Supreme Court Strikes Down Louisiana Congressional Map

by Jacob Rubashkin April 29, 2026 · 3:20 PM EDT

On Wednesday, the Supreme Court struck down Louisiana’s congressional map as an unconstitutional racial gerrymander, in a decision that could have far-reaching implications for a dozen or more Democratic-held districts across the South and around the country. The immediate effects of the decision on the 2026 midterms, however, are less clear. And as Democrats continue to perform strongly in competitive House districts across the country, it’s unlikely that this decision changes the underlying assessment that Democrats are favored to take back the House.

The Callais decision, authored by Justice Samuel Alito and joined by his five conservative colleagues, did not strike down Section 2 of the Voting Rights Act, as some had anticipated. But Alito altered its interpretation to such a degree that the law, which for decades has helped protect majority-Black and majority-Hispanic seats from being dismantled by aggressive gerrymanders, may in effect be toothless moving forward. In her dissent, Justice Elena Kagan wrote that the “decision renders Section 2 all but a dead letter.”

In practice, the Court’s decision likely comes too late to affect most states’ redistricting processes ahead of the 2026 midterm elections, even as the redistricting wars have raged on for the past 10 months. And because the Court did not explicitly overturn Section 2, it’s not obvious the extent to which mapmakers now have license to dismantle minority-opportunity districts with abandon.

First, the timing. The case centered on a majority-Black district Louisiana mapmakers drew ahead of the 2024 election following a previous Supreme Court decision. That district, now held by Democrat Cleo Fields, stretched from Shreveport to Baton Rouge and was challenged by “non-Black plaintiffs” in Callais. 

That district will almost certainly cease to exist after this year. So may Alabama’s 2nd District, another minority-opportunity district drawn after the Court’s 2024 decision and held by Democrat Shomari Figures.

But it’s not clear if there is enough time ahead of this election for the Louisiana and Alabama legislatures to redraw its maps ahead of November. Both states’ filing deadlines have already passed, and their primaries — May 16 and May 19, respectively — are fast approaching. It’s not unheard of for states to hold statewide and congressional primaries on separate dates due to ongoing litigation, but inertia can be strong in redistricting cases, especially as absentee ballots have already been mailed out in both states and early in-person voting begins in Louisiana in two days.

It’s a similar story in other states across the South home to VRA-protected districts. Filing deadlines have passed in South Carolina, Georgia, Tennessee, and Mississippi. The primaries have already happened in Texas and North Carolina. The calendar may ultimately limit the ability of states to redraw their maps ahead of 2026 in response to this decision.

A more pressing case may be Florida’s ongoing effort to redraw its congressional map to help Republicans pick up as many as four additional seats.
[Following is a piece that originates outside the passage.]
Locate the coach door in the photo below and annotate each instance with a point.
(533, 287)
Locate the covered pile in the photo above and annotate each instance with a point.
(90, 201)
The ostensible rationale for approving Gov. Ron DeSantis’ proposed map rested in part on the assumption that the Court would strike down Section 2 of the VRA entirely, and also that Florida’s own anti-gerrymandering constitutional amendment is superseded by federal law. The Court’s decision to leave Section 2 in place, albeit essentially defanged, may not prevent the Florida legislature from approving the DeSantis map, but could create complications when the map is challenged in court.

Second, the scope. There is a long list of districts that could potentially be affected by this decision in the South alone: one seat each in both Louisiana and Alabama (in addition to the two seats mentioned above), one seat each in Mississippi and South Carolina, and another handful each across Georgia, Florida, and Texas. 

A maximalist reaction to Callais could see Republicans aim to eviscerate all or most of those districts ahead of the 2028 elections, including seats held by longtime Democratic power players such as South Carolina’s Jim Clyburn and Mississippi’s Bennie Thompson. But those choices will come under individual legal scrutiny, in addition to the political challenges that accompany wholesale reconfigurations of congressional maps.

An early indication may come from Louisiana’s next steps. If the GOP-controlled legislature approves a map that dismantles not only Fields’ new district but also the longstanding majority-Black New Orleans-based district held by Democrat Troy Carter, it would be a sign that Republicans are opting for a maximalist approach. If Louisiana instead reverts to a pre-2024 status quo map that leaves Carter’s 2nd District unchanged, it would signal a more hesitant approach.

The medium- and long-term effects of this decision remain uncertain — especially if in 2028 Democrats respond in kind with more aggressive gerrymandering in the states under their control, such as Colorado, New York, Maryland, Oregon and elsewhere. But within the context of the 2026 elections, much is still the same. Democrats maintain an advantage on the generic ballot, the Republican president is deeply unpopular, and the vast majority of Congressional districts are largely set in place. With Democrats needing a net gain of just 3 seats to reclaim control, they remain favored to win the House this fall.